Bref, après cette improbable rencontre, ces deux bonjours étaient comme de trop pour une même matinée mais pas désagréables non plus. Elle en sourit.

En ressortant de la boutique de matériel bureautique, elle croisa peu de monde. Il était midi. Sauf une dame. Quand elle se retrouva à sa hauteur, elle l’entendit dire faiblement un « ‘jour ! » qui la décontenança cette fois. Le son était timide, il n’y avait qu’une moitié de mot, mais il n’y avait aucune équivoque possible sur le mot prononcé. Lucie évita de croiser son regard. S’en était vraiment trop cette fois !

— Est-ce eux ? Est-ce moi ? Qui de nous est le plus fou en ce jour ?

Elle ne put pas s’empêcher de repenser au marbrier philosophe. Soudain, elle n’eut plus de question. Oui, on le sait, les femmes amoureuses sont radieuses. Elles rayonnent et attirent le regard. Et elle, elle était amoureuse de la vie… Quel beau cadeau elle venait de lui donner d’ailleurs ! Chaque fois que ça lui arrivait -car c’était loin d’être la première fois qu’on la prenait pour un proche ou qu’on lui parlait avec une telle confiance- elle était toute chose en le vivant. C’était attendrissant.

Et puis, elle frissonna… Oui, elle se sentit mal à l’aise. Traversée tout entière par un froid intérieur.

Qui était-il ce graveur marbrier qui avait voulu l’enfermer dans une liste d’auteurs ? Cet homme avait pris un soin particulier à distinguer les vivants des morts. En fait, le Dalaï Lama avait été une sorte de concession car, de toutes ses références, elle réalisa avec le recul qu’il n’avait cité que des morts. Il avait parlé de muses enterrées, de grands esprits disparus, d’auteurs morts, d’Hugo, de Molière, de Gandhi… Il avait parlé d’Hitler aussi et sa voix avait changé. On lui avait fait graver des inscriptions en yiddish. Il avait voulu savoir qui était cette Hannah Arendt inconnue dont lui parlait Lucie et apprit d’elle qu’elle était une femme philosophe qui s’était interrogée sur le totalitarisme nazi pour comprendre ce qui fait notre humanité parce qu’il fallait aider nos hommes politiques à construire la paix après tant d’horreurs. Il s’était arrêté de parler sur le moment, méditant sur cette idée de pardon. Il avait alors avoué être très rancunier, par atavisme, car élevé dans la haine, celle des Boches.

— Ils ont dû assumer Hitler, être les héritiers de tant de monstres, de leurs horreurs, mais aussi assumer la défaite en tant que salauds internationaux. C’était beaucoup. Ça n’a pas dû être facile non plus pour eux de se reconstruire, avait simplement répondu Lucie qui ne voulait pas parler de la guerre.

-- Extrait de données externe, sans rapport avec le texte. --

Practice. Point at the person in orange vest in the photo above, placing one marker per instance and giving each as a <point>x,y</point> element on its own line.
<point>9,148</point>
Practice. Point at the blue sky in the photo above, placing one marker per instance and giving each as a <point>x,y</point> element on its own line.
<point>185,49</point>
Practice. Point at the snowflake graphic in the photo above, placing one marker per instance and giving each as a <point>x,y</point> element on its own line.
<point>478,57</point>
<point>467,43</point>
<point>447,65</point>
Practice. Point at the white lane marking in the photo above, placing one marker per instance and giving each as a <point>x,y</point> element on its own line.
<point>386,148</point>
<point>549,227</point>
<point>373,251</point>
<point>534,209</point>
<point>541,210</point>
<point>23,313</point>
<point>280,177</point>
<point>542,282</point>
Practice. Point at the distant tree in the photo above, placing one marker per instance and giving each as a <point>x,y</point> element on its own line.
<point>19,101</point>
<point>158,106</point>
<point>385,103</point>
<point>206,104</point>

Elle s’était tue à son tour et l’avait laissé dérouler le fil de ses idées sur Verdun, les charniers, les monuments aux morts, les cimetières. Ainsi ils en étaient revenus au point de départ de leur conversation.

Le coiffeur aussi avait terminé. Il était temps qu’ils se séparent.

Pourquoi lui avait-il parlé de tout ça, à elle, elle qui en son cœur savourait chaque jour les beautés de la vie ? D’où sortait-il cet homme improbable, doué d’une intelligence surprenante, d’une culture bien plus fine que ce qu’il avait d’abord laissé dévoiler en début de conversation, d’une intuition rare qui, lui semblait-il, l’avait curieusement amenée là il où il avait voulu l’amener ? Avait-il… Avait-il essayé de tester son âme ? Lucie voulut effacer la question sur le champ. Beaucoup trop encombrante.

— Passe ton chemin, qui que tu sois. Je t’aime bien mais je ne suis pas pour toi, se dit-elle.

Subitement, sur le chemin du retour, l’esprit de Lucie se figea. Un moment de leur échange lui revint en mémoire. Sur le moment, elle n’y avait pas accordé d’attention. Alors qu’elle payait, cet homme peu ordinaire était venu près d’elle, comme un familier, et avait approché la main de sa poitrine. Sa main d’homme de 63 ans. Avant de se raviser et de la retirer :

— Il y a un cheveu, avait-il dit pour commenter son geste.

Lucie avait retiré le long cheveu blond posé sur son pull noir. Sur ses seins.

— Il y en a plein partout. Comme à chaque fois, avait-elle répondu nullement gênée par ce regard sélectif. Une femme y est habituée.

À ce moment-là, le coiffeur était opportunément venu tendre une blouse et l’homme était allé s’asseoir sagement à la place qu’on lui indiquait. Tout était rentré dans l’ordre. Oublié ?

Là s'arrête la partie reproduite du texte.